Landini si consegna al Pd ed evoca per l’ennesima volta lo sciopero generale contro la destra…
Il corteo romano della Cgil è cominciato con la bagarre di numeri e una locandina a fare da road map che elencava brevi cenni sull’universo: una sfilata in otto “tappe” che avrebbe dovuto indicare, secondo organizzatori e partecipanti, “la via maestra” su lavoro, pace, salute, democrazia, ambiente, salari, istruzione, fino ad arrivare ai diritti. Poi è proseguito con slogan dispensati sulla qualunque, ed è finito in farsa, con tanto di abbraccio dietro le quinte di Piazza San Giovanni tra la segretaria del Pd, Elly Schlein, e il leader sindacale Maurizio Landini, a suggellarla nel retro-palco.
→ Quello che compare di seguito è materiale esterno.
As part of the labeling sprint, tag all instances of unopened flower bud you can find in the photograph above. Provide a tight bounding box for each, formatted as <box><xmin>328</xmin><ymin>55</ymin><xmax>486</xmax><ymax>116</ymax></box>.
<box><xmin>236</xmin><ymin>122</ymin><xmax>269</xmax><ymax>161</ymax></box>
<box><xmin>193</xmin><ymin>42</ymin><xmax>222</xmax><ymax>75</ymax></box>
Landini, la bagarre sui numeri e lo show del comizio
In mezzo, tanta retorica vetero-comunista, un guazzabuglio di sigle e firma apposte in calce alla manifestazione – dall’Anpi alla Fiom, passando per pacifisti, ambientalisti, movimenti studenteschi e, chi più ne ha, più ne metta –. E cori, tanti cori di Bella Ciao, in cui la numero uno del Nazareno si è esibita con gli altri delegati del Pd in missione durante la sfilata in Via Labicana.
In Piazza San Giovanni ci si appella allo sciopero già evocato in epoca non sospetta…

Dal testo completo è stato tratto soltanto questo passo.